I can’t remember whether that is the very last scene, or if there is a scene with the other characters that makes it clear that both Rhoda and Christine are, in fact, dead. I think in the novelization, it is made absolutely clear, but I don’t know whether the intent of the playwright is to make it slightly ambiguous whether Rhoda actually died of the sleeping pills, or just not to show us anyone’s grief, as at that point it would be gratuitous-- after all, he wrote such a wrenching scene with Claude’s mother, I can’t imagine what he write for Rhoda’s father.
I have seen the movie three or four times, most recently about two or three years ago. I saw the play only once, though. It was a university production, and very good-- high production values, and seniors and grad students in acting at a pretty decent state school, which has turned out some very good performers.

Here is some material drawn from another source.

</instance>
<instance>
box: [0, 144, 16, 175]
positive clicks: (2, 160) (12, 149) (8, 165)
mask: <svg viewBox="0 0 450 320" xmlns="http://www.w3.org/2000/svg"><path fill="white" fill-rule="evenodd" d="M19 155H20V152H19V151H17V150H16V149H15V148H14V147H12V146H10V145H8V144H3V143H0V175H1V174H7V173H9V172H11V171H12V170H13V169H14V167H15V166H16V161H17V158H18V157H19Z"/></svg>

Not Yale drama, but not a community theater production either. Anyway, it was either when I was a student, or shortly thereafter, so it was about 30 years ago.
I read the novelization when I was around 30, so maybe 24 years ago.
I do have a pretty good memory for such things, but I also sometimes conflate things when they were that long ago. It’s also not impossible that different endings for the play exist: if the playwright wanted to end it with both dead, and the producer wanted both to live, they could have compromised with only Christine living, but may have written all three endings, and the distribution company offered all three endings to producers and directors who wanted to rent the script-- or get permission to put on an amateur production for free, like a high school production-- so actually, all those endings may be out there.
I’m not saying they are, just that I know from doing theater in high school that when you book a script, sometimes you are offered multiple endings, or scenes that are either alternate version of scenes, or additional scenes that can be included or left out.